The best defense is a good offense, or so the old cliché goes.
While a good offense does indeed help a team succeed, the Columbus High soccer team may respectfully disagree.
For the Lady Blue Devils, everything starts on defense. That approach has helped them notch five consecutive shutouts during the most trying period of the season, placing them firmly on the precipice of a state title.
Columbus, which will play Marist for the Class AAAA title on Friday at West Georgia, has a group of four defenders, who, as a unit, are as good as any in the state, according to coach Rusty Oliver.
“They play so well as a unit,” Oliver said on Wednesday, a day after his team defeated Veterans in the state semifinals. “They are so skilled. Some teams put players in the back because they can’t play anywhere else, but our defenders could play anywhere on the field.”

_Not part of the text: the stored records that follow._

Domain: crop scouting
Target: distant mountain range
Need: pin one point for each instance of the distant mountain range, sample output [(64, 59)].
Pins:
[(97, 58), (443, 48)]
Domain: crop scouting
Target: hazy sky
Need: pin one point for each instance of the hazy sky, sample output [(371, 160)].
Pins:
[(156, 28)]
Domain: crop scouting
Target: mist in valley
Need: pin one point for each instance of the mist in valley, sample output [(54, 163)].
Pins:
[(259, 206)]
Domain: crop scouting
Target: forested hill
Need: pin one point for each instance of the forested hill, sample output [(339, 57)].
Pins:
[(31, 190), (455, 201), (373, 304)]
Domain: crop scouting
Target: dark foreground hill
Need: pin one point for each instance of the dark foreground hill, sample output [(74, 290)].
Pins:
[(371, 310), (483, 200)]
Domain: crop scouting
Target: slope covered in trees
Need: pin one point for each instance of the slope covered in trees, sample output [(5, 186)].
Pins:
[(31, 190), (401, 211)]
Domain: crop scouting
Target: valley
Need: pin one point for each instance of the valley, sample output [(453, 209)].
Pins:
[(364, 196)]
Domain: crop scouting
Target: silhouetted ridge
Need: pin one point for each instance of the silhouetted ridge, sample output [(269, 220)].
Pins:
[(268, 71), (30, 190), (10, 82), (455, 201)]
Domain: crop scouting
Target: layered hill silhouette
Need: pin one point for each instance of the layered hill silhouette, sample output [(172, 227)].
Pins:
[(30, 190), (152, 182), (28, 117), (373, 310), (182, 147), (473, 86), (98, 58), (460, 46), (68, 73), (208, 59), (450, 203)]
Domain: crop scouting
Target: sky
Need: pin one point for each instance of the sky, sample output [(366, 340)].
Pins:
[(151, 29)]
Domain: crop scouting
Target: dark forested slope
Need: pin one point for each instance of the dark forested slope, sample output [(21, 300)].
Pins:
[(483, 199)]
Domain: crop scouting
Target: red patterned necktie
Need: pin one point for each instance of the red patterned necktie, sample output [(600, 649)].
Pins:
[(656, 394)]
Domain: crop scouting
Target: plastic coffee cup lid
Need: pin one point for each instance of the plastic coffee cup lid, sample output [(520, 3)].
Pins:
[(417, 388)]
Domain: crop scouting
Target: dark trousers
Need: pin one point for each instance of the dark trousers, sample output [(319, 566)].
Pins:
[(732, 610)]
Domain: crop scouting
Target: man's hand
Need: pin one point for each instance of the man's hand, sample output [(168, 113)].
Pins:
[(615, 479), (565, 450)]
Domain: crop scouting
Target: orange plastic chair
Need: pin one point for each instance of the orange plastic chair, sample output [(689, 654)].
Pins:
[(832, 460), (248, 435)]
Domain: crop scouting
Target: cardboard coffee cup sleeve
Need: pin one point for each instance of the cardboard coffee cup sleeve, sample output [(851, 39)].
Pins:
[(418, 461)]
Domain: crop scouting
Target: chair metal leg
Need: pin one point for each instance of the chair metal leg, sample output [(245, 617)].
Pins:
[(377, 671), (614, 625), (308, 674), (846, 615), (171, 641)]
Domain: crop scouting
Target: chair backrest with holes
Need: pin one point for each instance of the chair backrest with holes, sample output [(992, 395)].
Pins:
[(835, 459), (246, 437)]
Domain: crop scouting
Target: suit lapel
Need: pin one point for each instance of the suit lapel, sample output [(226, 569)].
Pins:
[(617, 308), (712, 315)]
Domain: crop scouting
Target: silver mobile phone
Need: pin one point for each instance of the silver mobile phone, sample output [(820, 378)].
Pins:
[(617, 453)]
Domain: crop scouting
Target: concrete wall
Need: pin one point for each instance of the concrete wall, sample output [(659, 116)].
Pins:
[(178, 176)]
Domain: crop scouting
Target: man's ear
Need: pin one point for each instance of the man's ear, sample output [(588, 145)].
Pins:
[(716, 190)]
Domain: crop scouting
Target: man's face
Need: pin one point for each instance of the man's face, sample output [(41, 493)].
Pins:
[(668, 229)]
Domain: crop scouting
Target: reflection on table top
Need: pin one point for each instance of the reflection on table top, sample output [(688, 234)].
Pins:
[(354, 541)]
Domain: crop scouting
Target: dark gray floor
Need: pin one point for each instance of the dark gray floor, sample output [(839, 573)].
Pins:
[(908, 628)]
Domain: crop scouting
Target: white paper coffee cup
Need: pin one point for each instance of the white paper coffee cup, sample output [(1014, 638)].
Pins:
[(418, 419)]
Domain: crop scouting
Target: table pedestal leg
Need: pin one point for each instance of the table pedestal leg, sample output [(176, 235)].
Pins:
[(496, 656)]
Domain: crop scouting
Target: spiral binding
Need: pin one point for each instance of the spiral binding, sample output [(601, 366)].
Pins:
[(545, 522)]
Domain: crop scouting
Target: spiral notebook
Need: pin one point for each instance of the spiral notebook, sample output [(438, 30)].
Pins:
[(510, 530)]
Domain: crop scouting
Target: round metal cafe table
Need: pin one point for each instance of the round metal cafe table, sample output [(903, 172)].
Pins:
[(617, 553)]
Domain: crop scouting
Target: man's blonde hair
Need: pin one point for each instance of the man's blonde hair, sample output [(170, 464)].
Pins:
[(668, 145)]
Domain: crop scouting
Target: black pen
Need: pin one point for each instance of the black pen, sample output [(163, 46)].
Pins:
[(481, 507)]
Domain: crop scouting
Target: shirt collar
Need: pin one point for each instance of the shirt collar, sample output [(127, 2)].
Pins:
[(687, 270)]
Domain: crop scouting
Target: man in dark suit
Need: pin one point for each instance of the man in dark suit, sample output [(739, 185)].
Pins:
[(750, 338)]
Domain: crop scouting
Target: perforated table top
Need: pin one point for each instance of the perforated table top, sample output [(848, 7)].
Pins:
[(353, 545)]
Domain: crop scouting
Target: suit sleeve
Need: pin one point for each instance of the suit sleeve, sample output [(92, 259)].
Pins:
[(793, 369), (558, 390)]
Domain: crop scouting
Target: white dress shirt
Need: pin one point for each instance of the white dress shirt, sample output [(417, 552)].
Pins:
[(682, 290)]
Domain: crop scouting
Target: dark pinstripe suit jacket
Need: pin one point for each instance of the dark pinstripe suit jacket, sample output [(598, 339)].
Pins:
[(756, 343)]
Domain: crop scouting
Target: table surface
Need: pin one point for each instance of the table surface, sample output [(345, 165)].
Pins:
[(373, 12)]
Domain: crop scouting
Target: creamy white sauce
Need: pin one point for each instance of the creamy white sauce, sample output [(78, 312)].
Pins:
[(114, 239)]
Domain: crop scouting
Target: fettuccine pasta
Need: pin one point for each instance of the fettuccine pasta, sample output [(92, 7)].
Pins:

As a unit, the group has helped produce 14 shutouts in 21 games this season
The defenders are sisters Ivey and Lane Burbrink, Hanna Lester and Mallory Lotz. Two of the four, Lane Burbrink and Lester are sophomores, Lotz is a junior and Ivey is a senior.
It’s an effective mix in age, personalities and strengths.
Ivey is the fastest of the four and can cover a wide area defensively. Lotz is best at footwork, helping to tackle the ball and create an attack going the other way. Lane Burbrink and Lester are most aggressive, doing their best to keep the opposition off the ball.
“It’s good to have different people in their different niches,” Ivey Burbrink said. “We know what each person is best at, and that helps us play better as a unit.”
Her sister described the same effect a little further.
“It’s all about trust,” Lane said. “You can’t play defense unless you trust the people on your team. Obviously I trusted my sister when I started playing, but I learned I could trust everyone else quickly, too.”
Part of that trust comes from how the players deal with each other on the field. As many coaches have said, Oliver included, the in-game coaching comes form the field, not the sidelines.
When a player makes a mistake, others are there to pick them up.
Lotz and Lester both stressed the importance of their on-field relationship in maintaining calm and composure when something goes wrong.
“Making a mistake isn’t a big deal,” Lotz said. “Nobody gets angry with the other one. We just point out the mistake, shake it off and move on. It helps take the pressure off.”
“We just communicate well,” Lester said. “We’re good at staying calm. We understand each other, know how the other works. I think it’s really important to know that someone else is there to cover you when you make a mistake.”
The resulting success on defense and for the entire team has been irrefutable.
In two seasons with the team, Lane and Lester have advanced to the state final in both. Despite some outside opinions to the contrary, the players said it obviously wasn’t luck.
“When you make it in back-to-back years, it isn’t a fluke,” Lane said.
Now, though, they want to take the next step. For Ivey Burbrink, it is her last chance at a state title.
“I really want to finish it off,” she said. “It’s nice to be there again, but we obviously want to take it home. It’s my last chance.”
Her sister said that was on her mind, as well.
“I want it for her, too,” Lane said. “It’s been special, but I want to make it even more unforgettable. I want to bring home the cup for her and for the whole team.”